A deux mètres d'elle, une fille encore plus jeune que les autres semblait fumer quelque chose qui, à l'odeur, différait légèrement du tabac que relâchaient les autres lèvres pulpeuses et collantes. Carmen plissa les yeux. Cette odeur, ces cheveux, cette allure désinvolte, ce piercing dans le nez, tous ces éléments réunis lui rappelaient des souvenirs.

« -Hé ! »

Carmen agita son bras à l'intention de la jeune fille. Les trois autres strip-teaseuses se retournèrent et lancèrent un regard dédaigneux à la grande robe bordeaux échouée lamentablement sur un trottoir. Mais la jeune fille, après un instant d'hésitation, reconnut son interlocutrice, sourit et se dirigea d'un pas enjoué vers Carmen.

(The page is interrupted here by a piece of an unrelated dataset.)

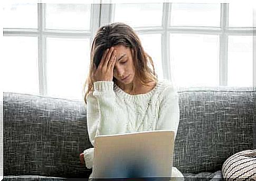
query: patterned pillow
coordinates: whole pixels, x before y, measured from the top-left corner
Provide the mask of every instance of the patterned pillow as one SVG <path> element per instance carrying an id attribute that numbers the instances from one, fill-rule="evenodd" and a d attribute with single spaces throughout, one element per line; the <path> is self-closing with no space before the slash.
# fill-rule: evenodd
<path id="1" fill-rule="evenodd" d="M 227 158 L 222 165 L 223 177 L 225 180 L 229 178 L 256 180 L 255 162 L 256 149 L 237 153 Z"/>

« -Salut, dit cette dernière en lui rendant son sourire. Tu te souviens de moi ?

-Bien sûr, répliqua la jeune fille aux cheveux gris en lui faisant un clin d'œil complice. Tu as mauvaise mine. Pourquoi ces grands cernes ?

-J'ai des problèmes de sommeil.

-Problèmes de sommeil, ou problèmes personnels ?

-Disons que les deux sont corrélés. »

La jeune fille aux cheveux gris s'assit près de Carmen. Sa tenue vestimentaire était différente de celle que Carmen avait aperçu lors de cette nuit étrange qu'elle avait vécu il y a deux semaines. Elle avait un collant couleur chair qui dissimulait mal sa peau puisque des trous détruisaient l'harmonie du tissu. Ses talons noirs étaient encore plus hauts que ceux de Carmen, mais elle ne semblait pas éprouver les mêmes difficultés pour se déplacer. Elle ne portait qu'une brassière si fine qu'elle ressemblait à un soutien-gorge, et seul un perfecto en cuir recouvrait ses épaules fines. Comme à son habitude, elle était extrêmement résistante au froid, contrairement à Carmen qui grelottait presque.

« -C'est ça que tu fais de tes soirées ? Traîner devant les boîtes de nuit ?

-Tu es déçue ? La jeune fille aux cheveux gris n'avait l'air ni étonnée, ni vexée, seulement sarcastique.